Tuesday, September 4, 2012
President Clinton’s Obama Ad
Democrats are running some TV ad with President Clinton advocating for President Obama’s re-election, and it’s pretty funny to me. In the one I saw, Bill Clinton says we shouldn’t go back to the same failed policies of deregulation that caused the financial crash. That’s a good point. Most economists agree that the causes of the Wall St. meltdown and worldwide financial crash were the repeal of Glass–Steagall (Section 20 and 32 were repealed, and Section 16 was amended in the 1999 Gramm-Leach-Bliley Act), and the “too big to fail” banking conglomerates and risky derivatives trading that resulted from it. I wonder who signed that deregulatory piece of crap into law? It must have been some evil Republican. Oh, no, wait; I remember now: it was President Bill Clinton who did it, in 1999. He even wrote a special signing statement saying how much it would help our economy and lead to greater prosperity. And this makes him look just a little bit hypocritical when he points fingers about deregulation, because he’s every bit as responsible for the repeal of the Glass–Steagall Act’s provisions, which protected America’s economy for three-quarters of a century, as the Republicans who wrote it.
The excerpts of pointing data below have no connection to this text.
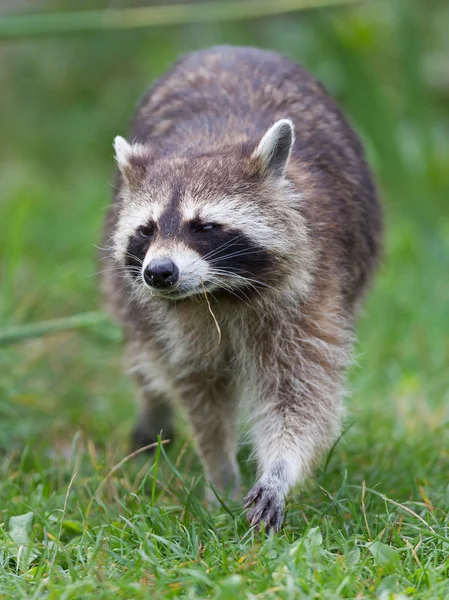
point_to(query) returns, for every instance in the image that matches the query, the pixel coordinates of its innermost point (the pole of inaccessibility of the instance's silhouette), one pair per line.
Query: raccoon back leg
(211, 408)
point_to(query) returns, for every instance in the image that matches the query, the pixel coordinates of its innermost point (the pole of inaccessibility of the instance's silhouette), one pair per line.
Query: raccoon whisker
(232, 274)
(223, 246)
(129, 255)
(117, 269)
(253, 283)
(220, 284)
(243, 252)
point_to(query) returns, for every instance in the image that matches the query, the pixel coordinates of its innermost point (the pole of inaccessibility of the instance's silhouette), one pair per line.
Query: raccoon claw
(142, 437)
(267, 507)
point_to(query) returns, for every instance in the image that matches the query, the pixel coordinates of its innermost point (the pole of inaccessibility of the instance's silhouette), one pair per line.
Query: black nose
(161, 273)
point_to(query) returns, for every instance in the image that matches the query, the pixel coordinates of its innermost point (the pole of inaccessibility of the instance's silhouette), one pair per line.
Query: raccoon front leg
(155, 416)
(292, 429)
(211, 408)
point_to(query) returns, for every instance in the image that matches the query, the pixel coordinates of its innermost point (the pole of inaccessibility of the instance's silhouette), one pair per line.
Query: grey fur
(306, 224)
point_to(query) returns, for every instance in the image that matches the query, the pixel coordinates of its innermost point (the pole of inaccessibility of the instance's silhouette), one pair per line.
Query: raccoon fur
(244, 229)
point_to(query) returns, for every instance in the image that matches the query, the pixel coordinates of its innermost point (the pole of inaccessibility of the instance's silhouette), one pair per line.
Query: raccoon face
(211, 222)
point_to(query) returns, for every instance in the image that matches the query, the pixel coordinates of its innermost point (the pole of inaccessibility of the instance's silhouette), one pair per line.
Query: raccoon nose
(161, 273)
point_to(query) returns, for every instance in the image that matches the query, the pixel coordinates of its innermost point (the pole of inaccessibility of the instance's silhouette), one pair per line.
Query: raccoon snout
(161, 273)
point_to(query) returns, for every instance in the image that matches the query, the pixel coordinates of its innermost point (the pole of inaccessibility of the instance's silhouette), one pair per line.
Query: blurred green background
(63, 99)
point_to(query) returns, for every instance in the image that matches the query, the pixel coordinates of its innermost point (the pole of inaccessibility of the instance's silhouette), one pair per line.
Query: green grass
(374, 521)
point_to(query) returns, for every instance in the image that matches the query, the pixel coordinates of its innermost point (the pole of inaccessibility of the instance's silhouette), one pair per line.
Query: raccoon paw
(267, 506)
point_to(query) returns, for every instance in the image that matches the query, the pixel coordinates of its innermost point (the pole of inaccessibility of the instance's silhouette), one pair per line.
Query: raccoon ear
(275, 147)
(132, 160)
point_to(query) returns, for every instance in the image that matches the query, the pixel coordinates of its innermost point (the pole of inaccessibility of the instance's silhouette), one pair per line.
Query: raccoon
(244, 230)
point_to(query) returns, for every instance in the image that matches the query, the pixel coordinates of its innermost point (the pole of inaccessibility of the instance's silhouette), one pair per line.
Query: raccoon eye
(146, 231)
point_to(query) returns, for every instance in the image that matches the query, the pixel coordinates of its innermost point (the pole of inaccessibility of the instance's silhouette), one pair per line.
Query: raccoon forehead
(237, 213)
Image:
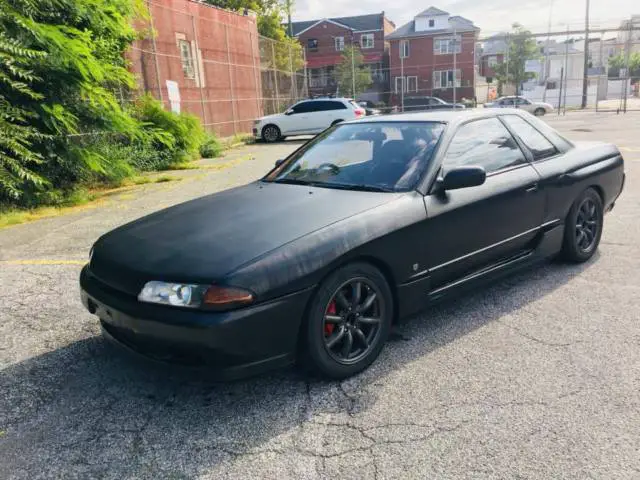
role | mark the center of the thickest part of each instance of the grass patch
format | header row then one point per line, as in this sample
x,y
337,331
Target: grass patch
x,y
237,140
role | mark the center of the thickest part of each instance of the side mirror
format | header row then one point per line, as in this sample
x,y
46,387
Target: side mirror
x,y
463,177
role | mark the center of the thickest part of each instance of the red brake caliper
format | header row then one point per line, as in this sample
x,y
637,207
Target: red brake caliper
x,y
328,327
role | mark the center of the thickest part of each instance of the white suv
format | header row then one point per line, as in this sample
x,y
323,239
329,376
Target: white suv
x,y
307,117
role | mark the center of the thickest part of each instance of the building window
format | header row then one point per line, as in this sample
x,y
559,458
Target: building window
x,y
186,57
366,40
409,84
444,46
444,78
404,48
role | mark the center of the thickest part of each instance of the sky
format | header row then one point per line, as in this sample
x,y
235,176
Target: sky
x,y
491,16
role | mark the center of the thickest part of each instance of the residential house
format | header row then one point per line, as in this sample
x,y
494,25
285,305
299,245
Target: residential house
x,y
324,42
493,53
431,54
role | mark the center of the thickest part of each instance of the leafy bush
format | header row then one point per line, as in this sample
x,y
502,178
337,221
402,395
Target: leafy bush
x,y
179,136
60,63
210,147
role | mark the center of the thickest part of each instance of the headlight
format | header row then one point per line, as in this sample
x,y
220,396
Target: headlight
x,y
194,296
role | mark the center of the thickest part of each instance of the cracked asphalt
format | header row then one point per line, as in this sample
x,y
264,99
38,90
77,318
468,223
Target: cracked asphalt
x,y
537,376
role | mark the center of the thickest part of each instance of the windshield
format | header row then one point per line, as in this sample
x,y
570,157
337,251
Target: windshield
x,y
385,156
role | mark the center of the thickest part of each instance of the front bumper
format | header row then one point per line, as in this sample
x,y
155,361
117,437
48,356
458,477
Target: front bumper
x,y
228,344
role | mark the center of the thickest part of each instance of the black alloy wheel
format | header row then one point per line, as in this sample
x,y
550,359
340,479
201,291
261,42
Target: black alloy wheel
x,y
348,322
587,225
352,321
583,227
271,134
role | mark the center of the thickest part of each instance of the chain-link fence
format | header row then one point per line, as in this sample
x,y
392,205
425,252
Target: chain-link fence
x,y
212,63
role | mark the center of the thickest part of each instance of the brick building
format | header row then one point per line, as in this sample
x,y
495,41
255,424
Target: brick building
x,y
206,57
324,41
493,53
422,60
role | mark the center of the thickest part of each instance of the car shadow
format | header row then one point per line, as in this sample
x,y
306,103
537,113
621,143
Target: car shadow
x,y
87,410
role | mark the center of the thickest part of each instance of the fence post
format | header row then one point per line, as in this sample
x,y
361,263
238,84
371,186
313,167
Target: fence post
x,y
256,77
198,57
275,78
155,53
233,103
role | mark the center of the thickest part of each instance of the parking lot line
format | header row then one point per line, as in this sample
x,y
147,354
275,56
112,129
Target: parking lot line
x,y
43,262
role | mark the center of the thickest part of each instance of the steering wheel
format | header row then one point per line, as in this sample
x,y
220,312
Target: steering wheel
x,y
332,167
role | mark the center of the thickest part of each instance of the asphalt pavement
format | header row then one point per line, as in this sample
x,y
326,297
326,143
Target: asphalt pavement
x,y
537,376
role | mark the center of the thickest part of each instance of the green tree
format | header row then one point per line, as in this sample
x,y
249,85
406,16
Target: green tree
x,y
352,68
521,47
61,62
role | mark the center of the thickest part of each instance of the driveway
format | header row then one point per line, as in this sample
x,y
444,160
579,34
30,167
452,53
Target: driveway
x,y
537,376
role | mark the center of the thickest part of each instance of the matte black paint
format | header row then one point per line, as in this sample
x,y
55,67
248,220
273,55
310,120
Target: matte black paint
x,y
279,241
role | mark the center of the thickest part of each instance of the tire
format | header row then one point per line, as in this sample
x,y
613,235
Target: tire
x,y
323,342
583,227
271,133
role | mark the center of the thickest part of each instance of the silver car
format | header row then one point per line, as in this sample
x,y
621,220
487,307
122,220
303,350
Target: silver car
x,y
537,108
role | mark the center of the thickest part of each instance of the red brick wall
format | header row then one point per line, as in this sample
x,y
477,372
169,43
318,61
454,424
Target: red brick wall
x,y
230,98
326,54
422,62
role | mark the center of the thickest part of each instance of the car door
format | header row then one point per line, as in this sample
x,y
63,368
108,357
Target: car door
x,y
524,104
296,120
472,228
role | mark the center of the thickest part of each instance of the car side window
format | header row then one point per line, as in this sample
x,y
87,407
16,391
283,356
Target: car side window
x,y
303,107
335,106
485,143
536,142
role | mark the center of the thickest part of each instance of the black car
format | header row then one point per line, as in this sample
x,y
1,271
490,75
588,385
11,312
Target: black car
x,y
364,225
414,104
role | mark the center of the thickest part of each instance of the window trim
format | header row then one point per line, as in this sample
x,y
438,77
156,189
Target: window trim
x,y
371,36
457,82
506,169
187,59
531,158
458,42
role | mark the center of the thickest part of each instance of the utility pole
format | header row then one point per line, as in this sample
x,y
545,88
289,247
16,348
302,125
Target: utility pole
x,y
353,68
455,56
585,79
289,17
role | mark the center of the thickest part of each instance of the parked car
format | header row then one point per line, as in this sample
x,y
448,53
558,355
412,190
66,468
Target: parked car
x,y
429,103
537,108
370,108
307,117
367,223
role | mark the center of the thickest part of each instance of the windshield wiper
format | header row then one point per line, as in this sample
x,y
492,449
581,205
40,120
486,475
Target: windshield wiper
x,y
361,187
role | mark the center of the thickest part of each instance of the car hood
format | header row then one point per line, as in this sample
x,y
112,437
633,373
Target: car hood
x,y
270,117
202,240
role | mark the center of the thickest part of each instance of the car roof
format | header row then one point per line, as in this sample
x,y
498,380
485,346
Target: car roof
x,y
442,116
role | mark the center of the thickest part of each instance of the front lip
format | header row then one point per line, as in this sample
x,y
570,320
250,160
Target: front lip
x,y
227,345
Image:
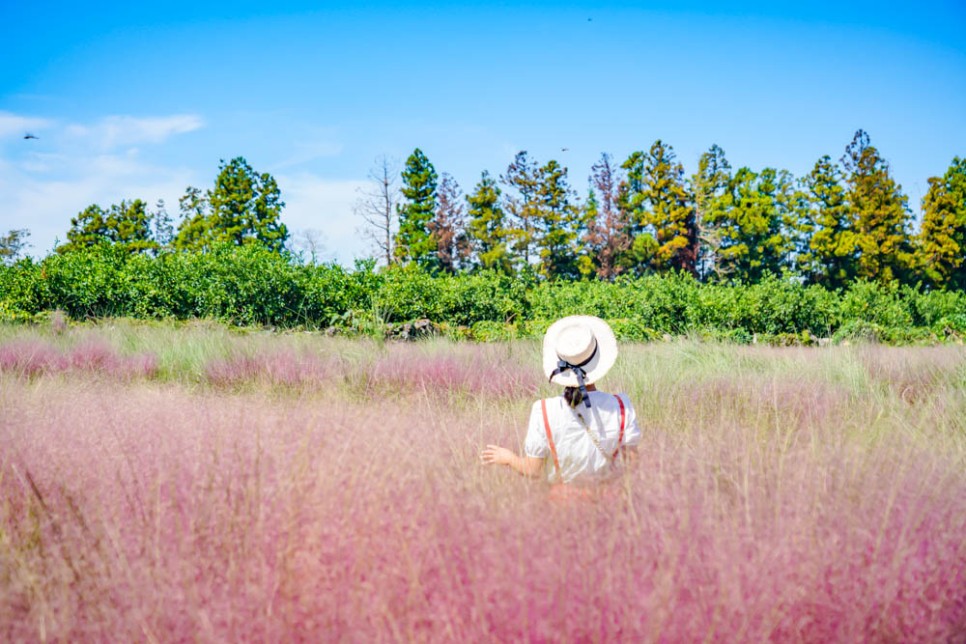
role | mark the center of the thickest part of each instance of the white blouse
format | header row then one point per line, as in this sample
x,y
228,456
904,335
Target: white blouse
x,y
580,459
But President Clinton could have made this ad seem less hypocritical if he had taken responsibility for his part in this mess, and said: “I know about the problems deregulation can cause, because I was talked into signing into law the repeal of Glass–Steagall, which played a large part in causing the financial meltdown. Well, Democrats have learned our lessons about the dangers of deregulation, but Republicans seem to want to go right back down this same road again. (Etc.)” Because by glossing that over, he looks a lot less trustworthy to me, despite the fact that they appear to have written his statement in a careful, lawyer-like manner so he can claim he didn’t say he wasn’t also partly responsible for deregulation himself (although he clearly does not mention it, either).
And despite touting their new Wall St. regulations, the Obama administration has done nothing to reinstate the Glass–Steagall Act’s provisions, nor to break up the “too big to fail” banks, which most of the financial analysts I’ve heard on this subject say is what’s necessary to prevent the next big financial meltdown, and that we’re in a worse situation of inviting it now than we were in 2007. And that’s why it seems even more hypocritical for Bill Clinton to claim that President Obama has the right plan to protect the economy from financial deregulatory problems, when Obama’s people haven’t even fixed the regulatory issue Bill Clinton created when he signed the Glass–Steagall repeal into law. Or maybe President Clinton thinks only deregulation done during Republican administrations is bad, and the deregulation he signed is fine? He must, because he’s not pressing Obama to reinstate it, even though we very badly need it back.
I like President Clinton, but I think this ad is pretty misleading. And it’s too bad, because America is in a very bad state right now, and we need honest solutions. We’re just too screwed for more of the same political crap. If President Obama had fixed the problem President Clinton signed into law (that is, undo the repeal of the Glass–Steagall provisions), I would be a lot more convinced that he’s right for the economy; but as it happens, he didn’t. And I know Republicans wrote that repeal bill, but President Clinton could have vetoed it, but he signed it; and that one deregulatory action has damaged the country more than all the others combined.